We present results related to our paper "Discovering Motor Programs by Recomposing Demonstrations" below. In particular, this site serves to visualize dynamic results, including GIFs and videos, that may not be effectively viewed in the paper.

Visualizing the Learnt Space of Motor Programs

The first result we present is a dynamic visualization of the embedding of the latent representation of motor programs, as depicted in Figure 3 (left) of our paper. Each frame in the following video corresponds to one learnt primitive, and is positioned at the corresponding embedded location of its latent variable in the embedded space.

Press play on the bottom left corner of the video to play. We recommend zooming in to this webpage to view individual learnt primitives in video. Scrolling across the webpage when zoomed in is also useful.

Note the similarity of learnt primitives within each of the clusters.

Visualizing Emergent Primitives

We now present dynamic visualizations of the motor primitives that emerge from our model. These primitives are visualized in an unrolled manner in Figure 3 (right) of our paper, and displayed below as GIFs.

Reaching Primitive

Reaching Primitive 2

Sliding / Pushing Primitive

Bimanual Pulling Primitive

Twisting Primitive

Returning Primitive

Executing Primitives on Real Baxter

We would like the emergent primitives to be useful on a real Baxter robot platform, and be suitably smooth, feasible, and correspond to the same motions executed in simulation (i.e. be unaffected by the noise of execution on a real robot platform).
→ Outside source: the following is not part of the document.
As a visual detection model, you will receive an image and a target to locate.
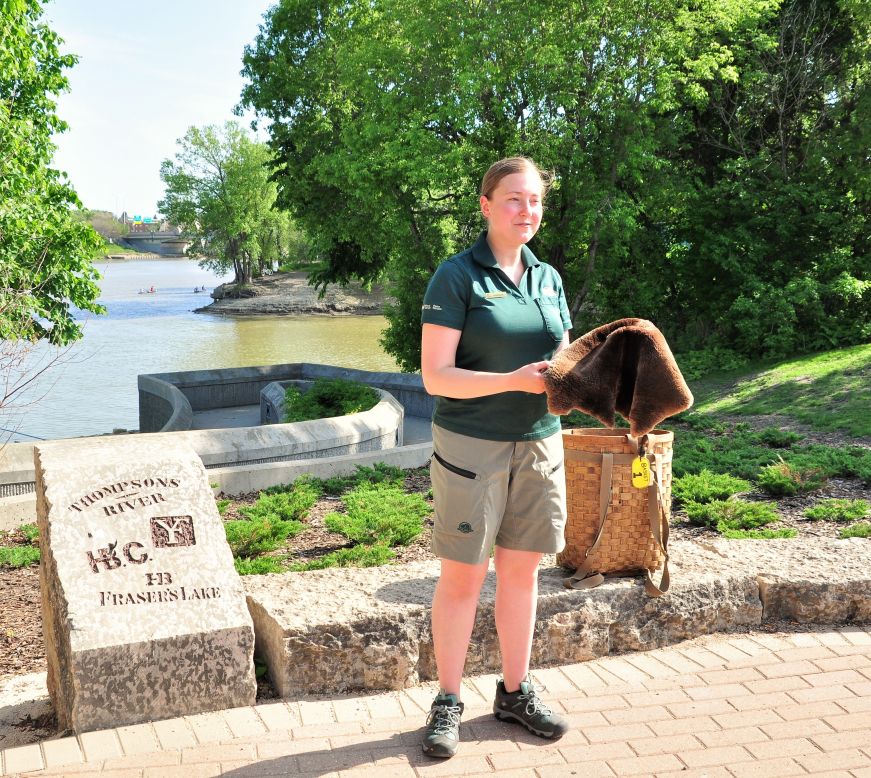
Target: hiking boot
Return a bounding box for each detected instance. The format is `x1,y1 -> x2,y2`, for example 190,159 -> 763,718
493,676 -> 569,738
422,694 -> 463,759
To this end, we execute a small set of primitives on the real robot platform, and visualize the results below as GIFs.

Left Handed Reaching Primitive

Left Handed Returning Primitive

Right Handed Returning Primitive

Left Handed Pushing Primitive

Right Handed Pushing Primitive

Right Handed Twisting Primitive

Visualizing Learnt RL Policies

In section 4.4 of the paper, we trained a policies over our motor primitives that needed to predict a sequence of motor primitives to execute reaching and pushing tasks. We provide videos of the policies solving each of those tasks, after having been trained by Reinforcement Learning (using Proximal Policy Optimization).
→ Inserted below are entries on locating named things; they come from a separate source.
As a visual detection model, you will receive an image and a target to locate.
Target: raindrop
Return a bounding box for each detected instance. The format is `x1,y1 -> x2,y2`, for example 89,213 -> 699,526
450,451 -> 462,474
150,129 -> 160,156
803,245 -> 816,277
For the reaching task, the goal for the robot is to get its end-effector within an epsilon-ball of the green dot. The value of epsilon used in our case is 0.05m. Note that the model learns to use the learnt motor primitives (which are each a continuous motion by themselves).

On the pushing task, the objective is to push the red block to within a similar epsilon-ball of the green dot goal location. The PPO baseline learns to push the block towards the goal using it's arm in a non-prehensile manner, while our method instead learns to use it's gripper to push the block towards the goal. The solution our approach converges to is biased towards similar actions observed in the training set, and are thus much more natural and desirable.

Visualizing Compositions of Primitives

We have displayed individual trajectories being executed above. Below, we display some compositions of primitives being executed to generate trajectories that correspond to their demonstrations. These visualizations serve to visualize how combinations of primitives appear when executed. We show a collection of these visualizations on both the real robot as well as simulation. For each visualization, we show an original demonstration on the left, and the corresponding predicted composition of primitives to "recompose" the demonstration on the right.

Real Robot Results

Trajectory 1: The trajectory consists of reaching with the right hand, then the left hand, followed by a bimanual sliding motion, and returning motions. The predicted composition captures the overall structure of the demonstration quite well, and there is little to no jerkiness between primitives.